Passed in 2011 as part of the 2011-13 state budget, the MAC began to partially phase-in during 2013. The full credit is just taking effect in 2016.
How does the credit work?
The credit may be claimed on 7.5% of the state’s flat 7.9% corporate income tax rate or the top personal income tax bracket of 7.65%, yielding an effective rate of 0.4% or 0.15%, respectively, for manufacturers or farmers who produce in Wisconsin.
Who may claim the credit?
The credit may be claimed by C corporations that pay the corporate income tax or pass-through entities such as LLCs and S corporations that pass income along to shareholders and pay personal income taxes.
Has the credit drawn investment to Wisconsin?
Many companies have chosen either to relocate here or expand current production here due to the credit. Just last week a Wisconsin-based company announced a Shawano plant expansion that will result in 120 new jobs.
Has the credit impacted employment?
Using data from the U.S. Bureau of Labor Statistics, from 2006 through 2010, Wisconsin lost 81,800 manufacturing jobs. From 2011 when the credit was enacted through 2014, our state gained 34,200 manufacturing jobs.
How does manufacturing job growth here rank compared to other states?
Wisconsin has the 5th highest net increase in manufacturing jobs in the country from 2011 to 2014, the last full year for which data is available from the U.S. Bureau of Labor Statistics.
How well do manufacturing jobs pay?
Manufacturing jobs pay on average about $55,000, which is $10,000 more than average private sector jobs overall.

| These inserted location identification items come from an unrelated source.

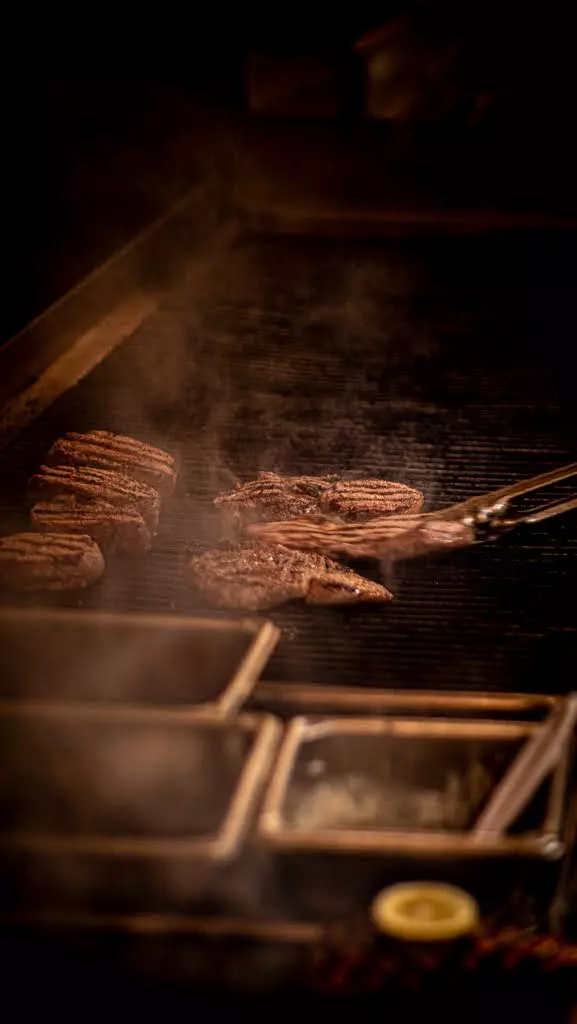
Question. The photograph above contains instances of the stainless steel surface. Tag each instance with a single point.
(305, 698)
(534, 762)
(132, 658)
(114, 782)
(394, 769)
(66, 342)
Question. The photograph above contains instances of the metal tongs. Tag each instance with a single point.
(481, 518)
(534, 762)
(488, 515)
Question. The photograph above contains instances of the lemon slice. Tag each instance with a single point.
(424, 911)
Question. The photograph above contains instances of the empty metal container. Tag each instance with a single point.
(358, 803)
(125, 809)
(131, 658)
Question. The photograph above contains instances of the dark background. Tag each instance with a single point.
(104, 116)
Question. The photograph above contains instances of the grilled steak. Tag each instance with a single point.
(87, 483)
(101, 450)
(396, 537)
(117, 529)
(256, 577)
(49, 561)
(274, 497)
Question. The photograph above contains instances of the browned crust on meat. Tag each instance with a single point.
(257, 577)
(87, 483)
(395, 537)
(49, 561)
(102, 450)
(275, 497)
(117, 529)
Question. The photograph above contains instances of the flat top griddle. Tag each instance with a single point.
(443, 364)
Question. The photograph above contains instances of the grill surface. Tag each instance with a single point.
(439, 364)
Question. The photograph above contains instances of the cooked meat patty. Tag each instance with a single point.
(87, 483)
(49, 561)
(274, 497)
(102, 450)
(256, 577)
(117, 529)
(396, 537)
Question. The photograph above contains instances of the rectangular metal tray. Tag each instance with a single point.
(289, 699)
(132, 658)
(402, 786)
(124, 807)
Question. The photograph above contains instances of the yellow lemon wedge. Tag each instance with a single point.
(424, 911)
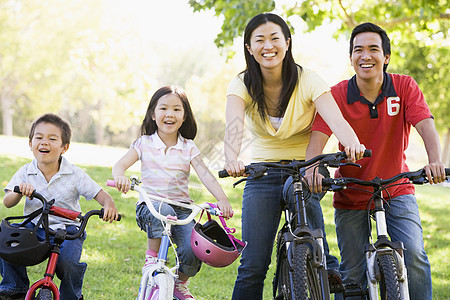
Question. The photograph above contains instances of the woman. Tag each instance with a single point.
(279, 100)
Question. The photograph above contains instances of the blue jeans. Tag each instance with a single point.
(403, 224)
(261, 212)
(181, 234)
(68, 269)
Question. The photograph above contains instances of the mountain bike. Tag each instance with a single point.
(158, 280)
(20, 245)
(301, 271)
(386, 268)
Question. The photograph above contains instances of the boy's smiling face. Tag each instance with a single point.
(47, 145)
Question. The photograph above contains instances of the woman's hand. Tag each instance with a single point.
(355, 152)
(225, 208)
(235, 168)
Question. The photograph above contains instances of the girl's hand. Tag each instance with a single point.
(225, 208)
(123, 183)
(355, 152)
(235, 168)
(110, 212)
(26, 189)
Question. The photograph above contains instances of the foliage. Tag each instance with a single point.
(418, 30)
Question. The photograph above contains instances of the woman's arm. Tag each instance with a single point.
(330, 112)
(234, 131)
(123, 183)
(210, 182)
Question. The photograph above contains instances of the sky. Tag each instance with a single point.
(173, 24)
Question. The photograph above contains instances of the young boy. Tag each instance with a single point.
(51, 175)
(381, 107)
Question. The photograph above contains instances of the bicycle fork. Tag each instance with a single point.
(384, 246)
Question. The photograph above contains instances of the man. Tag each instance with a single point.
(381, 108)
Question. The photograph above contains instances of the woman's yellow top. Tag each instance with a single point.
(291, 139)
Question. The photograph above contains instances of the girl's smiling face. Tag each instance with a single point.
(46, 144)
(169, 116)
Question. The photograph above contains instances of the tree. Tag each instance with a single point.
(418, 30)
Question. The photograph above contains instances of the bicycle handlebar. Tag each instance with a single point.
(327, 159)
(196, 208)
(65, 213)
(415, 177)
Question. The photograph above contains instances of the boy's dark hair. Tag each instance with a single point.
(66, 132)
(189, 127)
(370, 27)
(252, 75)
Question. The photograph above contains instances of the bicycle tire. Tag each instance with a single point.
(284, 279)
(389, 284)
(306, 283)
(44, 294)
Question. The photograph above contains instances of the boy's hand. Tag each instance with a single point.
(225, 208)
(26, 189)
(123, 183)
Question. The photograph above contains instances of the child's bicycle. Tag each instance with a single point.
(212, 244)
(386, 268)
(301, 271)
(19, 244)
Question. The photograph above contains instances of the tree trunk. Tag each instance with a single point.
(446, 149)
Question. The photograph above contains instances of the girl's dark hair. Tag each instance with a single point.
(252, 74)
(66, 132)
(189, 127)
(370, 27)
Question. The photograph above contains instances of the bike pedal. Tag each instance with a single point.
(336, 288)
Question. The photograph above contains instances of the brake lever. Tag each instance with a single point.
(350, 164)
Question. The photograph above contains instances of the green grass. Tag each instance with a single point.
(115, 252)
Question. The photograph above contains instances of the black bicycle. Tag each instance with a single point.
(386, 268)
(301, 271)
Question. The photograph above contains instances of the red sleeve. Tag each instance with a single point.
(320, 125)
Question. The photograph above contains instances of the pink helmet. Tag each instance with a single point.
(214, 245)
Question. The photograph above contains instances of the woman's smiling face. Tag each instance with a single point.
(268, 45)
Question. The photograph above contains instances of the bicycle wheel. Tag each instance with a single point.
(164, 287)
(284, 280)
(306, 283)
(44, 294)
(389, 285)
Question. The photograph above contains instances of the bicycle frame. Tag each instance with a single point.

Should there be a jobs requirement to claim the MAC?
Wisconsin already has some tax benefits that reward job creation, but the MAC focuses on encouraging production here rather than in other states. While other states try to lure business investment with large tax-funded packages, the MAC draws production – and jobs – to Wisconsin by rewarding investment made here.
Can companies that close factories claim the credit?
The credit can only be claimed for production that occurs in Wisconsin. If a business closes its plant here, that company cannot claim the credit after production in Wisconsin has ceased.
Are other states pursuing similar measures?
Governor Andrew Cuomo (D-NY) has signed into law the elimination of the corporate income tax for manufacturers. Indiana has repeatedly reduced its personal income tax so that the current rate is only 3.3%, less than half of Wisconsin’s 7.65% top bracket.
Is the credit only claimed by millionaires?
A recent LFB memo projecting the 2017 income of MAC claimants indicates that 88% of those claimants will earn less than $1 million that year. Most businesses today are organized as pass-through entities like LLCs and S corporations that pass income – and tax liability – along to shareholders.
How much has been claimed through the credit?
The only year the Department of Revenue has complete information for is 2013 when manufacturers used $49.9 million and farmers claimed $11.1 million. Some corporate income tax reporting relevant to 2014 claims are not due until September 2016, so complete numbers won’t be known until then. Without those complete numbers, it is reported that manufacturers have claimed $102 million and farmers $17.5 million for 2014.